Istilah filantropi berasal dari kata philanthropia, yaitu mencintai manusia atau berbuat baik untuk kemanusiaan. Filantropi melingkupi makna caritas, berbuat baik kepada orang lain untuk memenuhi kebutuhannya. Berbeda dengan karitas yang terkonsentrasi pada pemberian untuk memenuhi kebutuhan, filantropi adalah ekspresi kebaikan yang mencakup segala baik materi maupun imateri.
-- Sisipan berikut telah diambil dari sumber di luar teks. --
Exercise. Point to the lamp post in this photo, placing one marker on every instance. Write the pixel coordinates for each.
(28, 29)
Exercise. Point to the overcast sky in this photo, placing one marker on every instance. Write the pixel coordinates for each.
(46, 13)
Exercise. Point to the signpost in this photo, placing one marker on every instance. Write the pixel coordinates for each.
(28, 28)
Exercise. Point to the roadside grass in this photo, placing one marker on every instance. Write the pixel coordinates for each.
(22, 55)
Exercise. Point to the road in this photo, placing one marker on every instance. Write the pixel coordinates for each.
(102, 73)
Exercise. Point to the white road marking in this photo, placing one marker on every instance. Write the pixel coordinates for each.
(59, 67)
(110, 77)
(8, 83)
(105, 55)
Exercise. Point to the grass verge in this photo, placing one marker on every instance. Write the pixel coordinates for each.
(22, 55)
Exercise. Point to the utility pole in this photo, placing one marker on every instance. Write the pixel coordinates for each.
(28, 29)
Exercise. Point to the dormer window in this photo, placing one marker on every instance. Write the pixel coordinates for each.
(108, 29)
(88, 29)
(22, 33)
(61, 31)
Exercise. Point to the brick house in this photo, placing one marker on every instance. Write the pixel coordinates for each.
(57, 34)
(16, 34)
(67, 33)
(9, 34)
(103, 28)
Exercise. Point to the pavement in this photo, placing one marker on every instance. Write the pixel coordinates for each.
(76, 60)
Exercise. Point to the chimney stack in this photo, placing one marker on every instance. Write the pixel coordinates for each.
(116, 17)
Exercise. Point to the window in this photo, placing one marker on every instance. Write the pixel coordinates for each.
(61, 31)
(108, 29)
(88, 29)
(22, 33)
Filantropi adalah tindakan suka rela untuk kebaikan secara umum. Di sinilah peran penting filantropi yang didedikasikan pada kemanusiaan, terbebas dari kepentingan ekonomi dan politik.
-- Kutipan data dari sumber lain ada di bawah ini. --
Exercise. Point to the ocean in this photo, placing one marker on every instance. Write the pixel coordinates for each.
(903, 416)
Dalam Islam kerangka filantropi dijelaskan di berbagai ayat dalam Alquran. Ayat-ayat ini mencakup konsep karitas dan filantropi sekaligus. Sedekah diwajibkan untuk dibagikan kepada delapan kelompok masyarakat (Q.S. al-Tawbah [9]: 60) sebagai bantuan bagi kelompok masyarakat dari segala kesulitan; Islam mengajarkan solidaritas sosial dalam menjaga keseimbangan ekonomi dan sosial dari monopoli orang kaya (Q.S. al-Hasyr [59]: 7). Filantropi Islam dinarasikan sebagai tindakan kebaikan dalam bentuk apapun yang akan dipersaksikan Allah, rasul dan orang-orang beriman (Q.S. al-Tawbah [9]: 105). Term filantropi atau amal saleh dalam Islam sangat erat kaitannya dengan pengabdian hamba kepada Allah sebagai amal jariah.

Baca Juga  Keterasingan Budaya Lokal Era Modernisasi

Anjuran pemerintah untuk social distancing (menjaga jarak) atau diam di rumah adalah bagian dari kebaikan, supaya virus tidak menyebar. Secara generik perilaku disiplin adalah bagian dari upaya kita menguatkan tradisi filantropi. Artinya, kedisiplinan itu menjadi penguat dan saling menjaga satu sama lain, karena ia adalah kepedulian sosial.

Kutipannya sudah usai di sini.